A second illusion now lay in ruins, albeit one I’d concocted only that morning. Obviously my childhood hadn’t been as exciting as I thought, and I could only smile at my overactive imagination. It was the fault of those books on his shelves. Gazing up at them now, I easily recalled the way they’d once fired my youthful fantasies.

I knew the vital statistics of his collection by heart: 222 novels by 48 authors. Eighteen had worked for intelligence agencies, six more for a foreign ministry or a war office, so you knew the pages were spiked with disguised secrets.

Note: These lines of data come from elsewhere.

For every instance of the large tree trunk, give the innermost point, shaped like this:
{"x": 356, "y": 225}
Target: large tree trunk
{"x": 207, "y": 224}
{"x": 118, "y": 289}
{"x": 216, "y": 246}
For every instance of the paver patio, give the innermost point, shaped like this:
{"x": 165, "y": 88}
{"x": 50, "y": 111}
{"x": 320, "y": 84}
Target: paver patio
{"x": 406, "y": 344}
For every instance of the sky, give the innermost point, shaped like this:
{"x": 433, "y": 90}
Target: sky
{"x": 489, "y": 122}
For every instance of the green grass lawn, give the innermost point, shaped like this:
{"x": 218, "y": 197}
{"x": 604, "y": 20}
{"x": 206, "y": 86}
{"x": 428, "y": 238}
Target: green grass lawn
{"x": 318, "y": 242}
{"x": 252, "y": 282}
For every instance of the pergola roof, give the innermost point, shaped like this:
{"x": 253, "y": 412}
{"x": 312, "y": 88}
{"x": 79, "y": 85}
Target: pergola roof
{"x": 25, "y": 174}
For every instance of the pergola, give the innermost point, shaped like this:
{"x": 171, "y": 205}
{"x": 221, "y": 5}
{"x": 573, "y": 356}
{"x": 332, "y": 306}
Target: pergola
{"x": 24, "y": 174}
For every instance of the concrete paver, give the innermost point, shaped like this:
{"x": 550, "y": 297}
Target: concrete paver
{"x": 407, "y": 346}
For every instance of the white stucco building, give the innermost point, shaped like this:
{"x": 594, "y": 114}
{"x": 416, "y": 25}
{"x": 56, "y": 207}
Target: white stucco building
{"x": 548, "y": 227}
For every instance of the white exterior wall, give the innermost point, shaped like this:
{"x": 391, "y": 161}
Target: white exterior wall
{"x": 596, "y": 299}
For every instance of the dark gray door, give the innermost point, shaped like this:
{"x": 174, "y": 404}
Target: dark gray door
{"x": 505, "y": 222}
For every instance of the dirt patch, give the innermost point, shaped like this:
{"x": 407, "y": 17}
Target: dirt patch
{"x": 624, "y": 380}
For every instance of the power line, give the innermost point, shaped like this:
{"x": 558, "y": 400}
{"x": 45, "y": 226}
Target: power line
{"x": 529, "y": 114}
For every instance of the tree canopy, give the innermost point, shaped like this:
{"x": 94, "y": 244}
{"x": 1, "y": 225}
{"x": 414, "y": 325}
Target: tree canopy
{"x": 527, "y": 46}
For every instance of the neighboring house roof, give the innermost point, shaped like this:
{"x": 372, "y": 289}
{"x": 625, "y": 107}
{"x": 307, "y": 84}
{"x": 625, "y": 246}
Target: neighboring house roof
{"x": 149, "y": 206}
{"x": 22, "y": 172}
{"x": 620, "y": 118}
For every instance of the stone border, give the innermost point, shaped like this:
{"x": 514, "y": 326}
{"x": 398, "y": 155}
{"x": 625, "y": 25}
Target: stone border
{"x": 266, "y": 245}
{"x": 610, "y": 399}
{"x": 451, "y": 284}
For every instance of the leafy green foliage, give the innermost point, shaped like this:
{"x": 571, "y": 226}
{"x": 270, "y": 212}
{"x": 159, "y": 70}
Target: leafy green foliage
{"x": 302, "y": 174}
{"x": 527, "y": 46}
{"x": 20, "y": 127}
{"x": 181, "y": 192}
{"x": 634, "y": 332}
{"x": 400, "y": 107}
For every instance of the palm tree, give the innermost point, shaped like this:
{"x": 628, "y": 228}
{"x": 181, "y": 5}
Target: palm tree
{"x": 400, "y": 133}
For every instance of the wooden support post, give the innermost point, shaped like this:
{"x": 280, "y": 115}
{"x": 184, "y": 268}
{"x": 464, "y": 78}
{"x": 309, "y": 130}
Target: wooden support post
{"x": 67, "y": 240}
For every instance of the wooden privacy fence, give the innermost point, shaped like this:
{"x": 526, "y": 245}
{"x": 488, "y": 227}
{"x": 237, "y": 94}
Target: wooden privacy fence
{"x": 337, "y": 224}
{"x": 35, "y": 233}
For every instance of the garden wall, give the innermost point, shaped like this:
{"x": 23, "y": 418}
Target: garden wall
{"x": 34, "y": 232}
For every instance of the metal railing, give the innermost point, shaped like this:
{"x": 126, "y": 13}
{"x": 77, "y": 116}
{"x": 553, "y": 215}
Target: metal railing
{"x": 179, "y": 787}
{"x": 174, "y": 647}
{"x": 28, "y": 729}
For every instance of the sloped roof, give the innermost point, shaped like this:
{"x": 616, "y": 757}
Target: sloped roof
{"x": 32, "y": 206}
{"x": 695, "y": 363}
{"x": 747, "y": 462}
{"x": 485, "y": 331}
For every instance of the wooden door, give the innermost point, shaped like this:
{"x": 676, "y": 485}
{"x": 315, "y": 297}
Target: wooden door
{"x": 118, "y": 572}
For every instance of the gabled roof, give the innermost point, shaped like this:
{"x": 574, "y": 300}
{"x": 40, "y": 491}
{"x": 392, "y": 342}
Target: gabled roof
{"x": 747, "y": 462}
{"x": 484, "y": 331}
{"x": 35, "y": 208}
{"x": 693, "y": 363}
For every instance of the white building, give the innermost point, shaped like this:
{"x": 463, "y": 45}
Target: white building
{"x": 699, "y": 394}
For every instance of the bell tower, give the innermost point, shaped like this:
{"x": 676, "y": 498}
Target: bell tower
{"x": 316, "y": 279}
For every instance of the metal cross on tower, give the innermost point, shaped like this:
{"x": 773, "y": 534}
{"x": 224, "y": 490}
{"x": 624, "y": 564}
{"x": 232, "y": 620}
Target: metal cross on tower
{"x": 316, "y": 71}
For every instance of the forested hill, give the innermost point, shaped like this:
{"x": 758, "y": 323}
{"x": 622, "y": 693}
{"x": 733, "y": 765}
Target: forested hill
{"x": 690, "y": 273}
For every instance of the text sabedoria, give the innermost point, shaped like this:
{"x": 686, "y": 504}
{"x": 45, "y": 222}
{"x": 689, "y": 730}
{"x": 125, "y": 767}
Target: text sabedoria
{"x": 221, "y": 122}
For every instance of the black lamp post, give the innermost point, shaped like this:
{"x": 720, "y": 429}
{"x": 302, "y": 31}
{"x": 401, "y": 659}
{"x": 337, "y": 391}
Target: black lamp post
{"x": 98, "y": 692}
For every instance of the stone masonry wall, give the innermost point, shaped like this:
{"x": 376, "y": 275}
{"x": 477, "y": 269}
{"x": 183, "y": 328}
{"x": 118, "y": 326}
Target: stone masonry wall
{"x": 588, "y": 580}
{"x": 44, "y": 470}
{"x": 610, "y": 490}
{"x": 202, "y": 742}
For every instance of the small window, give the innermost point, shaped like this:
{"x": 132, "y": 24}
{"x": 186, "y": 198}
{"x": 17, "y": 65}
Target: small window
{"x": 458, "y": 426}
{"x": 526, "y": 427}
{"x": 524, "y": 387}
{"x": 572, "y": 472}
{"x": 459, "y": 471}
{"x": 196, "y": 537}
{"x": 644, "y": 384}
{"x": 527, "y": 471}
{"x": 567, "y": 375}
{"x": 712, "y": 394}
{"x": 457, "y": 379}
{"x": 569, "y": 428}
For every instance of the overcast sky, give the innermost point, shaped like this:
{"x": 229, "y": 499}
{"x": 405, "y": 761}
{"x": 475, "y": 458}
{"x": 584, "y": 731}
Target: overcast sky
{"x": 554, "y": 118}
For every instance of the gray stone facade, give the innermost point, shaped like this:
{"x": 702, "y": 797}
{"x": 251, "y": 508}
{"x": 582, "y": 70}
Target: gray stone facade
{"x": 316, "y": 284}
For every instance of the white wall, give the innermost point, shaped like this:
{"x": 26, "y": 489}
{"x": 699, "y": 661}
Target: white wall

By now you may have concluded it was mostly a Cold War library. While that aptly describes the ones I read as a teen, his holdings were far broader and deeper. More than a quarter of his first editions were published before 1950, and even The Riddle of the Sands, from 1903, wasn’t nearly the oldest.

There was Rudyard Kipling’s Kim from 1901, with its Great Game intrigues of British India, and William Le Queux’s Strange Tales of a Nihilist from 1892. The oldest was James Fenimore Cooper’s The Spy from 1821, a tale of a double agent for George Washington. Dad’s two-volume copy was so fragile that he’d placed it off-limits, which made me curious enough at the age of fifteen to track down a reprint in an embassy library. I realized by the second sentence, which ran to a breathtaking eighty-five words, that I’d never finish. Yet it was Cooper’s first best seller, and he showed surprising prescience about the future of spying by having Washington tell the hero, “You must descend into the grave with the reputation of a foe to your native land. Remember that the veil which conceals your true character cannot be raised in years—perhaps never.”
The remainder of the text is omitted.